Abilio empurra o Carrefour na direção da Roldão Atacadista

Após virar a página da disputa societária na BRF e deixar o Conselho da empresa, Abilio Diniz se volta para o Carrefour. O empresário tem discutido com seus pares na matriz os próximos passos para a expansão do grupo no Brasil. No que depender de Abilio, estes passos levam numa direção: Roldão Atacadista. Ele tem defendido junto ao board do Carrefour uma investida sobre a rede paulista, controlada pela família Roldão.

O assunto, segundo o RR apurou, foi tratado por Abilio em duas recentes reuniões do Conselho em Paris, a últimas delas na primeira semana de março. No mercado, a Roldão é avaliada em algo em torno de R$ 1 bilhão. Com a aquisição, o Carrefour adicionaria 29 lojas às quase 150 do Atacadão, seu braço de atacarejo no país. O faturamento da divisão, por sua vez, passaria de R$ 34 bilhões para cerca de R$ 37 bilhões, considerando-se a receita das duas empresas no ano passado. Consultados, Carrefour e Roldão não se pronunciaram. Abilio Diniz considera a compra do Roldão fundamental no instante em que o Atacadão, principal negócio dos franceses no Brasil e responsável por quase 70% das receitas do grupo, dá sinais de certo saturamento.

Abilio engendra uma solução para um problema que, de certa forma, ele próprio criou. Foi o empresário que conduziu a entrada do Pão de Açúcar no atacarejo, com a aquisição do Assaí. Lá se vai mais de uma década. Sob a batuta do Casino, o negócio ganhou uma dimensão maior.
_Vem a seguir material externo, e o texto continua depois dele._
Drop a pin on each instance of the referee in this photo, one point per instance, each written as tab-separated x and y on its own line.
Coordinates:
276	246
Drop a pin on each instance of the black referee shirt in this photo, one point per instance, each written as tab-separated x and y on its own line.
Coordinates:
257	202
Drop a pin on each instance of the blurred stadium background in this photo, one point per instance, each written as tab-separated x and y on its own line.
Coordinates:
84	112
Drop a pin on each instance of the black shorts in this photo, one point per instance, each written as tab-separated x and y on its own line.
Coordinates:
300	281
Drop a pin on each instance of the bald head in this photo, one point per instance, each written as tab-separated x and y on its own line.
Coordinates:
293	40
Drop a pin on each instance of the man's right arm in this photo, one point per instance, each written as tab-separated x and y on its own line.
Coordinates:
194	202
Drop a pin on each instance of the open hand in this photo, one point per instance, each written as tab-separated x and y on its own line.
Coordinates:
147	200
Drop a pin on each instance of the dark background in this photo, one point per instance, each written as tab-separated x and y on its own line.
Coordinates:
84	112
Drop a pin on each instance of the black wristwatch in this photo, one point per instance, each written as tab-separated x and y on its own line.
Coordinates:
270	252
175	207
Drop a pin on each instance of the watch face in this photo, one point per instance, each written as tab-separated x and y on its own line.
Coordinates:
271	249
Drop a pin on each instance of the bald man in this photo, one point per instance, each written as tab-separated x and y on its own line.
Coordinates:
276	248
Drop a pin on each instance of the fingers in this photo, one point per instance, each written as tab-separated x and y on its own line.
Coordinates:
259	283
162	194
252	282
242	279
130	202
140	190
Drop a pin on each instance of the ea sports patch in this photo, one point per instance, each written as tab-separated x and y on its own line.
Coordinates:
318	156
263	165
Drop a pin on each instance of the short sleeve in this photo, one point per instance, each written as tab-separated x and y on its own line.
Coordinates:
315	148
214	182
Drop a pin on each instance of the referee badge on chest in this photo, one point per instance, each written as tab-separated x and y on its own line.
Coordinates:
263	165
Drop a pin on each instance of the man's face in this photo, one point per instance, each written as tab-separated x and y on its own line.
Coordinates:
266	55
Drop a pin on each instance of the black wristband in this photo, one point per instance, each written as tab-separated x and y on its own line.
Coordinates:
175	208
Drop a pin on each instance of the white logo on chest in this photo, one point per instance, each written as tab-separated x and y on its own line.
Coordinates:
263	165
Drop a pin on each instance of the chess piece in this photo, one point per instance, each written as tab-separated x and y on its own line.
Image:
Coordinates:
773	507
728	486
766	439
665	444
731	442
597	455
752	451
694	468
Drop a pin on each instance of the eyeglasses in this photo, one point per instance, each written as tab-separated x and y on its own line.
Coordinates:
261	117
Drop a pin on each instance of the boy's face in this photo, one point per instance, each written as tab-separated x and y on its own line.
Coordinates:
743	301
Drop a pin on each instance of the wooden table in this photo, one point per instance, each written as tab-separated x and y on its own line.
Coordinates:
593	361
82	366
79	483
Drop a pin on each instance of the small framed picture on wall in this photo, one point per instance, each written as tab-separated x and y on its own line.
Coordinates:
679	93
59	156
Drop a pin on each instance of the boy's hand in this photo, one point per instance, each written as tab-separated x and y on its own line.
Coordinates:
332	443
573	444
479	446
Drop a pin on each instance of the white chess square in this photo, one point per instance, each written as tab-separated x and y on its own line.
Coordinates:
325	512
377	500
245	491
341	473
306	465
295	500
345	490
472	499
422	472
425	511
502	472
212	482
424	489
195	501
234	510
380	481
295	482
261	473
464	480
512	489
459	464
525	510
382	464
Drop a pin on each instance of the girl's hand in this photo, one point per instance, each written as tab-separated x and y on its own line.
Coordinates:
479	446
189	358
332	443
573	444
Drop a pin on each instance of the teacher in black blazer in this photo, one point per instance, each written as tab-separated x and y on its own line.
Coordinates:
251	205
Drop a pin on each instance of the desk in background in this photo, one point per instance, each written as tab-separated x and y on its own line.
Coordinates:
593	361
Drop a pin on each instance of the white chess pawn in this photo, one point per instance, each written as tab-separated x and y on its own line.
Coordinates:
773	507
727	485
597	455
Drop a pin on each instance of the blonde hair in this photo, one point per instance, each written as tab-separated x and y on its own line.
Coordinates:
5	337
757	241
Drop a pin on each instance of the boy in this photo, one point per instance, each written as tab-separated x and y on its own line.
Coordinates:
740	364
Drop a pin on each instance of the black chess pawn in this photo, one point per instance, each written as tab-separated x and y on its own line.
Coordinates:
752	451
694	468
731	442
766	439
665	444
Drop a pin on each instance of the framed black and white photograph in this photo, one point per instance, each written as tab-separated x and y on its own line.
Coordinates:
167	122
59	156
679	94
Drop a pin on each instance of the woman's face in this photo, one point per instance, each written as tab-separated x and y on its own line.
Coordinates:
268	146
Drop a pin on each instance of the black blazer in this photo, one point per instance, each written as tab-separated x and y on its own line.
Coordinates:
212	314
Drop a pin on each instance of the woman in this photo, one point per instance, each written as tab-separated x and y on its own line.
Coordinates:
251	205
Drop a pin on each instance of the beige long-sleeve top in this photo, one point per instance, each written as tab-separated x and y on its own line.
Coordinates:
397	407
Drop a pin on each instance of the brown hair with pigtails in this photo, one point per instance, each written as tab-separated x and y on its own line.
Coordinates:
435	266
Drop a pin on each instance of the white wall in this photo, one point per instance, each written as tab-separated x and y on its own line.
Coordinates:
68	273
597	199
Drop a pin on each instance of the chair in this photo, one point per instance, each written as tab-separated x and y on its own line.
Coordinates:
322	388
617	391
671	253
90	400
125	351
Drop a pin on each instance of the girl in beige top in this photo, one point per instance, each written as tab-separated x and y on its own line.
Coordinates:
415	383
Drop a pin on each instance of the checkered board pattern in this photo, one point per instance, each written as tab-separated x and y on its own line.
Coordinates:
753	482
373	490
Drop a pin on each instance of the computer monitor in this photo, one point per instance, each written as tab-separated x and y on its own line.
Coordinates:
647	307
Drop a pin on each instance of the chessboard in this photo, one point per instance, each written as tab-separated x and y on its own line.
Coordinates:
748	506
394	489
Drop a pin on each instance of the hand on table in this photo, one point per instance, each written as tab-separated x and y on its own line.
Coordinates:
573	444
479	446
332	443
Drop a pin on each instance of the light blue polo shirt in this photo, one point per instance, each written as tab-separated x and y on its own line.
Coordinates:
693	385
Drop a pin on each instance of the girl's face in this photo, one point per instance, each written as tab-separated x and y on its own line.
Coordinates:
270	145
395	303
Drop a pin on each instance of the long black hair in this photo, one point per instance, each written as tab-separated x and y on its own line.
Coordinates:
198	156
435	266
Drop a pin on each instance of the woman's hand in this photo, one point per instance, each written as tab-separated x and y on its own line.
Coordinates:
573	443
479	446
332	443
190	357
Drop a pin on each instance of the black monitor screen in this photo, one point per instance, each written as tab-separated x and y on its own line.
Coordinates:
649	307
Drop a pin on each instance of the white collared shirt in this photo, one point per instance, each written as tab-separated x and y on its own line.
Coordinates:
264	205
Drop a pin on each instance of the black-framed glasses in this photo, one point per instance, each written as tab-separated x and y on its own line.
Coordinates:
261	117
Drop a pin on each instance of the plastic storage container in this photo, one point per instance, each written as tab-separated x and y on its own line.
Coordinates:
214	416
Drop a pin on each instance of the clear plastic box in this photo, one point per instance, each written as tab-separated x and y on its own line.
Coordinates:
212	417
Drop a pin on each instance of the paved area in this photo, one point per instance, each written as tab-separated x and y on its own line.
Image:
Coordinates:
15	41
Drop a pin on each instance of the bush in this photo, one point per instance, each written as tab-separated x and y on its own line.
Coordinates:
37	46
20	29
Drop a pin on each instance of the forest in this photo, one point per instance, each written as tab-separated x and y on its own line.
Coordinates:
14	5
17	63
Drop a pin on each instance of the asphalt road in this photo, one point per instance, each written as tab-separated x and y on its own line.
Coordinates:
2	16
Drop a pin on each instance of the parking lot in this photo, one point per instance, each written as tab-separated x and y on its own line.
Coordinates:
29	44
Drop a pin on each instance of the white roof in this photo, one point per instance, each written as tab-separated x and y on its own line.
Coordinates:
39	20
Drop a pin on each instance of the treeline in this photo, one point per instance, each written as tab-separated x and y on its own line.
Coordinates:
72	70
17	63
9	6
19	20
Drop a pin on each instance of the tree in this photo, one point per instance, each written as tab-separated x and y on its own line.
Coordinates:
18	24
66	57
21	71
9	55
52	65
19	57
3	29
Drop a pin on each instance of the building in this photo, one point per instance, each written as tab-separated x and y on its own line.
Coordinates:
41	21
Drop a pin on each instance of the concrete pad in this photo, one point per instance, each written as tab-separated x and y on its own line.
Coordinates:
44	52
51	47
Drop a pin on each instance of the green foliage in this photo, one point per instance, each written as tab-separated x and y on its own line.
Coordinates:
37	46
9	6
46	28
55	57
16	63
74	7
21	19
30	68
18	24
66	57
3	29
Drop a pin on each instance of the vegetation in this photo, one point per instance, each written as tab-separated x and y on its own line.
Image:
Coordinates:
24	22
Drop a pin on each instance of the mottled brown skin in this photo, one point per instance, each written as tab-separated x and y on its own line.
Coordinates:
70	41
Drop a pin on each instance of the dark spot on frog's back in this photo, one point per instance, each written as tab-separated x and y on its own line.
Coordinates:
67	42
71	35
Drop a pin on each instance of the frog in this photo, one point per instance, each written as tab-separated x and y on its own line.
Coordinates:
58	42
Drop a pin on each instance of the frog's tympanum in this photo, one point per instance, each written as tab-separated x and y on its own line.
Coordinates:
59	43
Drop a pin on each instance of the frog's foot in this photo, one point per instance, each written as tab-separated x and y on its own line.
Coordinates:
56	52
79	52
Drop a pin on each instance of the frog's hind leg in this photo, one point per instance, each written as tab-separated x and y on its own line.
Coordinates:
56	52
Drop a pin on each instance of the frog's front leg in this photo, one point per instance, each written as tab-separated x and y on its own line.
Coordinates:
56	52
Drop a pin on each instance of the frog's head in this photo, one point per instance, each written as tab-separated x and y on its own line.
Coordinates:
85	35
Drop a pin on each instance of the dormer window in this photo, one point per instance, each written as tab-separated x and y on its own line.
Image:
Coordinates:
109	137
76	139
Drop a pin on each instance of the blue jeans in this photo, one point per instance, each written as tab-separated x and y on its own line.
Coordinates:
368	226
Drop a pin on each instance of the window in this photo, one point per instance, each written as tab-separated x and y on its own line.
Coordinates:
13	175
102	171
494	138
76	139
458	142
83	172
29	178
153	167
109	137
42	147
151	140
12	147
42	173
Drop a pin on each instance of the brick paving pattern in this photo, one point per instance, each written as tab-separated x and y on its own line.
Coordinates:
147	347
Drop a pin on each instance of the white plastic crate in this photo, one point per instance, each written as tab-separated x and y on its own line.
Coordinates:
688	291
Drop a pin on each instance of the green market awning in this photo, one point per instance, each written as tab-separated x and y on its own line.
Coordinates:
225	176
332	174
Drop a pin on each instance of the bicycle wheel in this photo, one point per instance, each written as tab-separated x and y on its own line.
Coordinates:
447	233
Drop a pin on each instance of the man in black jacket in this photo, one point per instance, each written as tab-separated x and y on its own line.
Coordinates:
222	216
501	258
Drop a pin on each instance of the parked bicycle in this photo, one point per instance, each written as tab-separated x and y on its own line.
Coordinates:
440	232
No primeiro trimestre deste ano, a competição ganhou novos contornos.

Pela primeira vez, o Assaí registrou um crescimento superior ao do Atacadão: 25% contra 7%. Vá lá que a conta embute a conversão de algumas lojas do Extra para a bandeira. Ainda assim, expurgando-se este fator, o avanço entre janeiro e março teria sido o dobro do verificado pelo Carrefour. O avanço do Assaí coincide com um momento de aparente perda de fôlego do Atacadão. No ano passado, seu Ebitda cresceu “apenas” 22%, contra 85% em 2016. Já o faturamento subiu 8%, bem abaixo da média de 18% registrada no triênio anterior, quando o país, curiosamente, atravessava uma recessão.